Quelles sont les perspectives sur ce marché secondaire ?

Les transactions de parts de fonds reviennent sur le marché car les valorisations ont retrouvé, voire dépassé, leurs niveaux d’avant la crise et la vaccination apporte un confort aux acheteurs sur la visibilité des sociétés sous-jacentes. Quant aux opérations GP-led, elles représentent une véritable solution de liquidité pour les gérants et ont donc vocation à perdurer. C’est d’autant plus d’actualité que ceux-ci resteront investis un à deux ans de plus, le temps de récupérer des Ebitda normalisés avant de pouvoir céder leurs participations. Ils organisent donc une restructuration de leurs fonds pour redonner de la liquidité à leurs investisseurs et s’accorder du temps pour délivrer leurs performances dans les sociétés sous-jacentes.

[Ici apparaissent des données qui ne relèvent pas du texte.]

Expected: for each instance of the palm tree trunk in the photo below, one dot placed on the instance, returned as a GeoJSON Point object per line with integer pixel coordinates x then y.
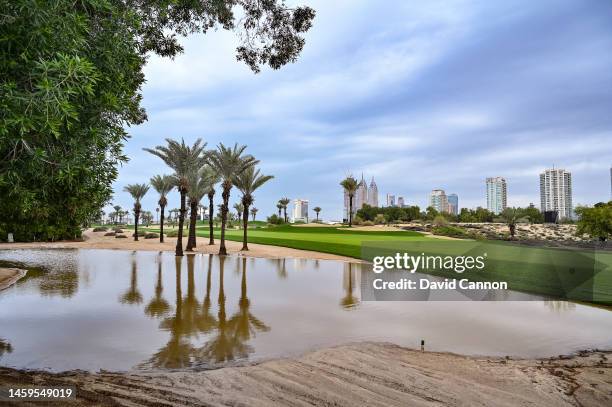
{"type": "Point", "coordinates": [224, 210]}
{"type": "Point", "coordinates": [211, 207]}
{"type": "Point", "coordinates": [245, 223]}
{"type": "Point", "coordinates": [191, 240]}
{"type": "Point", "coordinates": [179, 241]}
{"type": "Point", "coordinates": [161, 225]}
{"type": "Point", "coordinates": [136, 216]}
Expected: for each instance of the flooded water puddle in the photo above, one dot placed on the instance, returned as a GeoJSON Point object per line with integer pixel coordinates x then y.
{"type": "Point", "coordinates": [119, 310]}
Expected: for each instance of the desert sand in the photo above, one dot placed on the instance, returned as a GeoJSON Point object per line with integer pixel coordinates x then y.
{"type": "Point", "coordinates": [372, 374]}
{"type": "Point", "coordinates": [9, 276]}
{"type": "Point", "coordinates": [97, 240]}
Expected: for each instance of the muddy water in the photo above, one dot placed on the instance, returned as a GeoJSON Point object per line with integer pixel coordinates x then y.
{"type": "Point", "coordinates": [119, 310]}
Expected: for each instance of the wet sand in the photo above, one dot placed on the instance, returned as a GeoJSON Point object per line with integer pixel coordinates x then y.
{"type": "Point", "coordinates": [9, 276]}
{"type": "Point", "coordinates": [97, 240]}
{"type": "Point", "coordinates": [373, 374]}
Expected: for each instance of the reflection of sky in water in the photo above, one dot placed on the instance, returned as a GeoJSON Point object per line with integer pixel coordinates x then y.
{"type": "Point", "coordinates": [116, 310]}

Sur le marché secondaire en général, beaucoup d’acteurs craignent une pression sur les prix et les rendements du fait de l’importance des montants levés. Néanmoins, la plupart de cet argent est destiné au large-cap. La profondeur du mid-market et la volumétrie des opérations permettent de rester sélectif sans subir de pression sur les prix. Et ce, d’autant plus qu’il existe une asymétrie d’information sur ce segment de marché et que l’univers d’acheteurs potentiels sur les fonds mid-market est plus restreint.